If the target mention/document is in a general field, it is possible to construct a large Alias Table statistically from a large number of member-entity pairs from Wikipedia and Web Crawl.

When an alias table is not available or has limited coverage, candidates can be generated by the surface similarity between mentions and entities (Murty et al., 2018; Zhu et al., 2019). However, capturing all possible entities for a mention by its surface similarity is extremely difficult if not impossible, especially in biomedical literature wherein entities often exhibit diverse surface forms (Tsuruoka et al., 2008). For example, the gold entity for the mention rs2306235, which occurs in the St21pv dataset (Mohan and Li, 2019), is PLEKHO1 gene. However, this entity is likely to be overlooked in surface-based candidate generation, as it does not share a single character with rs2306235.

To mitigate the dependence on alias tables, Gillick et al. (2019) proposed using the approximate nearest-neighbor (ANN) search. Although their method successfully abstained from using alias tables, it instead requires a large corpus of contextualized mention-entity pairs for training, which is rare in specialized domains. Wu et al. (2019) proved that Bi-encoder is still useful for entity candidate generation in similar setting, such as Zero-shot one which Logeswaran et al. (2019) proposed, but the accuracy is still far below that of the general domain, and further research is expected in this setting.

In this article, we will implement entity linking using Bi-encoder. We will implement two types of candidate generation, one based on surface forms and the other using approximate neighborhood search.

Source Codes

Source codes are here.
https://github.com/izuna385/Entity-Linking-Tutorial

Data Preprocessing

Written in the above source codes. In this article, we use BC5CDR (Li et al. (2016)) dataset for training and evaluating model.

BC5CDR is a dataset created for the BioCreative V Chemical and Disease Mention Recognition task. It comprises 1,500 articles, containing 15,935 chemical and 12,852 disease mentions. The reference knowledge base is MeSH, and almost all mentions have a gold entity in the reference knowledge base.

In this article, we preprocessed Pubtator format documents by using scispacy in parallel processing. Here is the tool used for this preprocessing.
https://github.com/izuna385/PubTator-Multiprocess-Parser
https://github.com/izuna385/ScispaCy-Candidate-Generator

Model and Scoring

Transformers are used for encoding mentions and entities. Cited from Humeau et al., ‘20.

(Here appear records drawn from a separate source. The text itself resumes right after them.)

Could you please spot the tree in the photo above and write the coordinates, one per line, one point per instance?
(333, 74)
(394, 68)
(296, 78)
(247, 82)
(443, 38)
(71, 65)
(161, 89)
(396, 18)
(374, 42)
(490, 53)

The encoder for the model and candidate entities is a very simple structure. We will use embeddings that are encoded from the link target range and surrounding word pieces. We will also use an embedding that is generated from the entity name and description.

Candidate Generation

For surface-based CG, we use ScispaCy for two reasons. The first is that the dataset we are working on, BC5CDR, belongs to the biomedical field, and the second is that ScispaCy itself has a superficial form-based candidate generation function. For ANN-based CG, we will use faiss.

Training

To save negative examples when training with BERT, we use in-batch negative sampling here.

In this learning method, it is possible to train the encoder more rigorously by increasing the batch size, but this also increases the GPU resources required. In this experiment, we have confirmed that training is possible even with a batch size of 16 🙂.

Evaluation and Results

We use two methods for candidate generation: surface form and approximate neighborhood search, but the final prediction uses the inner product of the mention and entity embeddings for both.

Surface-based CG

ANN-based CG

Discussions and Further Directions

The final correct answer rate was about 50% for the surface form-based candidate generation. In this case, we used inner product for the final prediction, but in fact, surface similarity is another important feature in prediction. In addition to scoring between embeddings, it is conceivable to prepare a scoring function that takes character similarity into account.

In addition, the data set used in this study is only about 10,000, which is only 1/10000th of the number of data used in Gillick et al. From this, we can infer that our model successfully encodes the context and entity information into the embedding.